WeTransfer, which serves 85 million users each month, will announce plans for a new music player at an event in Los Angeles on Wednesday, according to Maarten Kadiks, a marketing executive at the company. Prince, Big Grams and Disclosure have already released songs and videos on WeTransfer, and the company hopes to land more exclusives with the new feature.
While WeTransfer has no plans to make money from music, the company aims to compete with major streaming services, social networks and video sites like Vevo for potential hits. It’s also using music to differentiate itself from larger competitors, like Dropbox Inc., as it begins to expand in the U.S. Its pay service is most popular among people working in video who need to move large files. WeTransfer allows free transfers of files of up to two gigabytes.
“We’re using music to put us on the map,” Kadiks said. “Six years ago we started out in Europe, and that is where we see the biggest amount of users.
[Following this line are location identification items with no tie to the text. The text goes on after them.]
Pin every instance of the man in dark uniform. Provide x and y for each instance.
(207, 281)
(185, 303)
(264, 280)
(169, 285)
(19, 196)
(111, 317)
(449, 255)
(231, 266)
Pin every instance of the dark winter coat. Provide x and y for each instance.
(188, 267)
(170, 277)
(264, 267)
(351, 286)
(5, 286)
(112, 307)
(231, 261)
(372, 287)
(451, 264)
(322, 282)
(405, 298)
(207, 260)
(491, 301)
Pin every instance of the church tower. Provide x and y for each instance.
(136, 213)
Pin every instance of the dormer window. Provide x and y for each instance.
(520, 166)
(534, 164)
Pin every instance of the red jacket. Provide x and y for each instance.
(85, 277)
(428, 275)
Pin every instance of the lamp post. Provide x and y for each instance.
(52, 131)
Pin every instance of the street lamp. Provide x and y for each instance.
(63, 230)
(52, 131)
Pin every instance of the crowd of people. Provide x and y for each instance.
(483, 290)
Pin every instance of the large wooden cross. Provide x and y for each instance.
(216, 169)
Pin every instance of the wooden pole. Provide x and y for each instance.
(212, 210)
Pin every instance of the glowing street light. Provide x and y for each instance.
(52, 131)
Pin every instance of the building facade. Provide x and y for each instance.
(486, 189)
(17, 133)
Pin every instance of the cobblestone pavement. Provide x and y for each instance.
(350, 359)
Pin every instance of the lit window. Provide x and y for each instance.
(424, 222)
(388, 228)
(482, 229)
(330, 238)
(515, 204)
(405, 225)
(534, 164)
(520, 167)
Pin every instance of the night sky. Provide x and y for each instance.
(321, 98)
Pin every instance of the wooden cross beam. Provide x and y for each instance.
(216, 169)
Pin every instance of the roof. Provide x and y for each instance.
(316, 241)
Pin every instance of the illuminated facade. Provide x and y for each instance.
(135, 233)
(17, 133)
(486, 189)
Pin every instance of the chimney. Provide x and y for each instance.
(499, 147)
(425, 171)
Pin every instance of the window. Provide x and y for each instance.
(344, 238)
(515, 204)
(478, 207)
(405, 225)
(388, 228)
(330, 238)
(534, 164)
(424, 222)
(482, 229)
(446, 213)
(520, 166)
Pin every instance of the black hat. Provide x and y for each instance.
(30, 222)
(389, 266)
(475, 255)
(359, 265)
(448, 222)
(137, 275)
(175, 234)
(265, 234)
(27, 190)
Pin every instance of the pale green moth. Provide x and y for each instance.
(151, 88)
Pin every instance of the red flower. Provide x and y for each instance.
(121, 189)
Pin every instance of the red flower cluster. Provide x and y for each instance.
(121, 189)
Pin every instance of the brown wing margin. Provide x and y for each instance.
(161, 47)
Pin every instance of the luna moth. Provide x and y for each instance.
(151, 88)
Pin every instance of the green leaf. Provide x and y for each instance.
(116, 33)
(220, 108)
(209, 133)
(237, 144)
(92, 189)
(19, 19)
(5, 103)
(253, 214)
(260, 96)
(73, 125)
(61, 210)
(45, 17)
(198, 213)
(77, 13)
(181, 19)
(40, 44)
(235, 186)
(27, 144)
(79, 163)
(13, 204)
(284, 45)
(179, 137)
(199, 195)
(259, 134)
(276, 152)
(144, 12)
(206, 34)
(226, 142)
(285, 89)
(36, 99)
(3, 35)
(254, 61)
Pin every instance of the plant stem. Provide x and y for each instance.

The U.S. is taking over in terms of growth.”
WeTransfer raised $25 million in February from Highland Capital Partners Europe, which valued the company at more than $100 million, Kadiks said. WeTransfer generates half of its sales from advertising, and the other half from its subscription service.
The company has reached out to representatives for Justin Bieber, Pharrell and Madonna about using the service to promote and preview upcoming projects. Artists can advertise themselves to WeTransfer users via a rotating group of screen backgrounds that change every 45 seconds.
Artists are more likely to use WeTransfer to release mixes, rough cuts and music videos than entire albums, Kadiks said, comparing the service to SoundCloud, where anyone can post a track. The company will rely on investor and entertainment executive Troy Carter to help recruit talent. Carter, the chief executive officer of Atom Factory, manages Meghan Trainor and Kamasi Washington.
“The service can become one of the most popular, alternative digital distribution channels for music content,” Kadiks said. “Musicians we’re having conversations with understand the value of connecting with our audience of creative tastemakers.”
(An earlier version of this story was corrected to replace Danish with Dutch.)